Published Date: Jan 24, 2012


Political instability perpetuates economic instability and also breeds corruption, mismanagement and bad governance, which ultimately affects the poor people. Consistency in policies is another fundamental requirement for economic well-being.
This was said by NUST Business School Principal Ashfaque H Khan during a seminar ‘Impact of Current Political Deadlock on Pakistan’s Economy” held by Sustainable Development Policy Institute (SDPI) said a press release on Monday.
Khan said that the current government has failed to implement reforms and called back several reforms on manipulation of smaller allies in the government, such as reforms on the issue of value added tax.
In the past four years, the government has appointed four governors of the state bank, four finance ministers, four secretaries, five chairmen of the central board of revenue. “In such a situation where there is no stability in economic team, how can we look for consistency and stability in economic policies?” he questioned.
He predicted further depreciation in the rupee, adding that a depreciation of one rupee would increase Pakistan public debt by almost Rs60 billion in addition to increasing the interest rate, inputs costs, subsidies and pile up of circular debt.
“During the last four years, Pakistan has accumulated a debt equal to last 60 years. The balance of payments is another issue the country are will face in future,” he said, adding that financing the deficit will be difficult as IMF has not yet issued any letter of comfort to Pakistan.
Referring to Sri Lanka and other countries, SDPI Executive Director Dr Abid Suleri was of the view that corruption was never a major impediment in development, while conflict does not hinder economic growth either.
“It is the right economic policies with firm implementation which stimulate economic growth,” said Suleri.
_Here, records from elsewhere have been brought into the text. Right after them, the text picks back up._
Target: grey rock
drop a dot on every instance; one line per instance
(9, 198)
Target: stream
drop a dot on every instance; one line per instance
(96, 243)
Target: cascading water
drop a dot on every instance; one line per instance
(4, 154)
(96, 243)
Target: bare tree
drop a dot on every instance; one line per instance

“Over the years, Pakistan has showed inconsistency and uncertainty in policies, due to which economic growth has not been in sync with human development,” he said.
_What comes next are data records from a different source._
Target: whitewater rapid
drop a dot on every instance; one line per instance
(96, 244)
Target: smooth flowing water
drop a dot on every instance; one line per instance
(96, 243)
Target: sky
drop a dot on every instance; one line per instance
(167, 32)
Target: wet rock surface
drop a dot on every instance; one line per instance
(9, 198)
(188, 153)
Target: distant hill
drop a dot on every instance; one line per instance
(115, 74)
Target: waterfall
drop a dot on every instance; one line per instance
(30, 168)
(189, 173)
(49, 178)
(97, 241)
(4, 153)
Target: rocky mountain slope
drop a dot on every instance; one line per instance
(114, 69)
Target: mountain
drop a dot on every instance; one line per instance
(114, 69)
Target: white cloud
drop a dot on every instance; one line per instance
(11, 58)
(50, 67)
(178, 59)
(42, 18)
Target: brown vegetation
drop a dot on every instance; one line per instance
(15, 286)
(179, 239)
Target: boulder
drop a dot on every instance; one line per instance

He called for normalisation of civil-military relations and called upon political parties to declare their manifestos immediately before the people of Pakistan.
SDPI Research Fellow and Head of Economic Growth Unit Dr Vaqar said the current political impasse between various state institutions has resulted in stagnation in growth and investment.
He said that key economic threats such as rising debt burden, surge in global oil prices, reduction in exports and such matters are expected to adversely affect inflation. But sadly due to the ongoing political and administrative crisis it seems that these economic issues are not on government’s priority agenda.
Expressing confusion over the ‘ever-changing’ political and economic set up, Dr Vaqar said, “We don’t know who is incharge in agriculture sector after the 18th amendment. The country is still holding large stocks of wheat which should have long been exported.”
Relating it to the impact on agriculture sector, he said, “The import of fertilizer was delayed. The cane crop now fears marketing delays and none of the provinces have so far come up with financial implications of 18th amendment for the medium term,”. He said while elaborating the political impediments between the centre and federation.